Audiobook Review: Girl, Serpent, Thorn by Melissa Bashardoust

Girl, Serpent, Thorn by Melissa Bashardoust

Published: July 7, 2020 by Flatiron Books

Buy this book: Amazon | Barnes & Noble | Book Depository


Synopsis: A captivating and utterly original fairy tale about a girl cursed to be poisonous to the touch, and who discovers what power might lie in such a curse…

There was and there was not, as all stories begin, a princess cursed to be poisonous to the touch. But for Soraya, who has lived her life hidden away, apart from her family, safe only in her gardens, it’s not just a story.

As the day of her twin brother’s wedding approaches, Soraya must decide if she’s willing to step outside of the shadows for the first time. Below in the dungeon is a demon who holds knowledge that she craves, the answer to her freedom. And above is a young man who isn’t afraid of her, whose eyes linger not with fear, but with an understanding of who she is beneath the poison.

Soraya thought she knew her place in the world, but when her choices lead to consequences she never imagined, she begins to question who she is and who she is becoming…human or demon. Princess or monster.

Review: ***Disclaimer I received a free copy of this audiobook in exchange for a free review. Thank you NetGalley and MacMillion Young Listeners!***

The first thing that drew me to this book was the cover. It’s very eye catching and striking. Now that I have listened to the audiobook, I can say with certainty that it is the most perfectly descriptive book cover I have ever seen. The serpent twining around a rose is a perfect representation of this plot.

I found the audiobook narrator to be delightful for this book. There are a lot of words and names that are Persian in origin and quite difficult to pronounce, but she did perfectly. Her tone and characterization for Soraya was exactly the way I imagined in my head.

This plot was an interesting mix and was also where it lost a star for me. It started off with a huge bang. Within the first 20% Soraya’s entire world explodes in violent drama. Then the plot really slows down and frankly I didn’t know what the point was for awhile. It started to get a little boring. Then the ending picks back up and the pace races all the way to the end. I loved the story but I felt the middle could have been shorter and the book would have been better off for it.

And in one last fangirl moment, Soraya’s romance was so romantic. I mean, what more could a girl ask for than someone who promises to bring your enemy to you on their knees. Swoon.

Overall I really loved this book and the audiobook does it perfect justice. I highly recommend it.

3 thoughts on “Audiobook Review: Girl, Serpent, Thorn by Melissa Bashardoust

  1. Tricky getting everything just right, pace, beginning/middle/end, story, characters…

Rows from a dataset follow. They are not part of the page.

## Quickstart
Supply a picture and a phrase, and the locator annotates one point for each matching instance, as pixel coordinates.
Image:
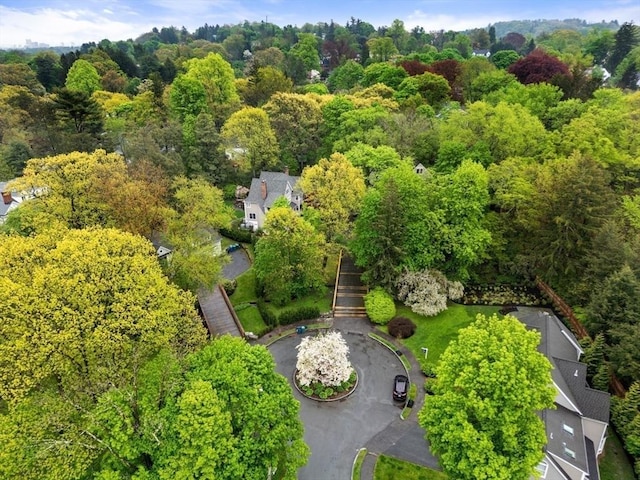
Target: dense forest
(529, 147)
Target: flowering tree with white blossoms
(324, 359)
(426, 292)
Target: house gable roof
(276, 183)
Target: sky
(74, 22)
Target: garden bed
(321, 393)
(503, 295)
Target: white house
(264, 191)
(576, 429)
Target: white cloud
(435, 22)
(68, 27)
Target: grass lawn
(246, 289)
(615, 465)
(389, 468)
(320, 300)
(251, 319)
(435, 333)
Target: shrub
(229, 286)
(426, 292)
(427, 368)
(267, 315)
(293, 315)
(379, 306)
(237, 234)
(401, 327)
(324, 359)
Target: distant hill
(533, 28)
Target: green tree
(462, 200)
(396, 229)
(626, 38)
(346, 76)
(84, 309)
(266, 82)
(334, 188)
(381, 49)
(216, 76)
(248, 130)
(222, 413)
(306, 51)
(83, 77)
(384, 73)
(434, 89)
(503, 59)
(380, 306)
(187, 97)
(199, 210)
(289, 256)
(296, 121)
(48, 69)
(374, 160)
(482, 421)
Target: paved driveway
(335, 431)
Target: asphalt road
(335, 431)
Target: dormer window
(542, 469)
(569, 453)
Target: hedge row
(238, 234)
(286, 317)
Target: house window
(569, 453)
(542, 469)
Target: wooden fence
(614, 383)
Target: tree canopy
(491, 382)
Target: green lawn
(246, 289)
(435, 333)
(615, 464)
(389, 468)
(320, 300)
(251, 319)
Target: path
(348, 298)
(218, 313)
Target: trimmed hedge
(269, 318)
(298, 314)
(379, 306)
(401, 327)
(286, 317)
(237, 234)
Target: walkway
(348, 298)
(369, 418)
(218, 313)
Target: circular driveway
(335, 431)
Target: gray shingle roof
(592, 403)
(276, 186)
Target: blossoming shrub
(323, 359)
(426, 292)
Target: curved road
(335, 431)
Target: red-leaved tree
(538, 67)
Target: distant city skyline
(74, 22)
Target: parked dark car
(400, 388)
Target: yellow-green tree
(289, 256)
(335, 189)
(483, 419)
(250, 136)
(84, 309)
(216, 76)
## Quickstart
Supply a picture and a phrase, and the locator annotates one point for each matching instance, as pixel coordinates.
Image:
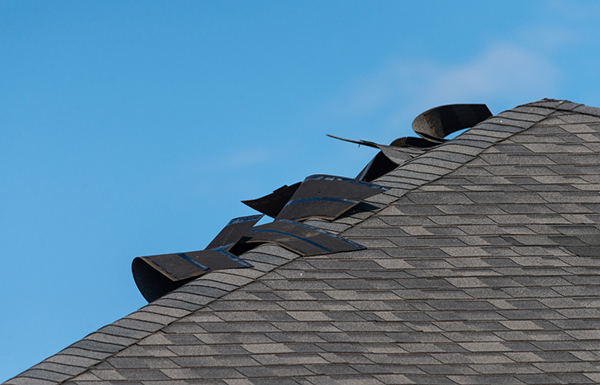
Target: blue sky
(134, 128)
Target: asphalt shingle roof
(481, 267)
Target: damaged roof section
(480, 266)
(432, 125)
(317, 197)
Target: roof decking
(481, 267)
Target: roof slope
(481, 267)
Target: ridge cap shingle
(106, 342)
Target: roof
(480, 266)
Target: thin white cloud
(504, 74)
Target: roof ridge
(95, 348)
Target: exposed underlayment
(481, 267)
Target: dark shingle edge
(95, 348)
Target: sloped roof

    But things have to be intrinsically interesting at each level – even if the story is slowing a bit. Hard to balance.

    I think slow parts are much harder in audio – because the listener is stuck with the narrator’s pace, even if a part of the story doesn’t require as close attention as other parts. Dialogue needs to be snappy, description efficient… and the narrator can only do so much with what she receives.

    Glad you liked so much of it.

    1. All true. I think the problem here is that the first portion gave me a lot of action, but then we slowed things down for character building, world building, myth building. All of that was incredibly important to the end portion but since we started so action packed it was a stark contrast. So not bad, just different.

      1. Some pace is organic to the story, some designed by the author, some, unfortunately, accidental.

        I try not to do things by accident.

        And quiet parts can have constant microtension. One of the things that has stayed with me for an adult lifetime is, from Ursula Le Guin’s novel The Left Hand of Darkness, “The king was pregnant.”

        It is a bomb in the middle of world and character building, and grabs and locks down your attention in the middle of a description.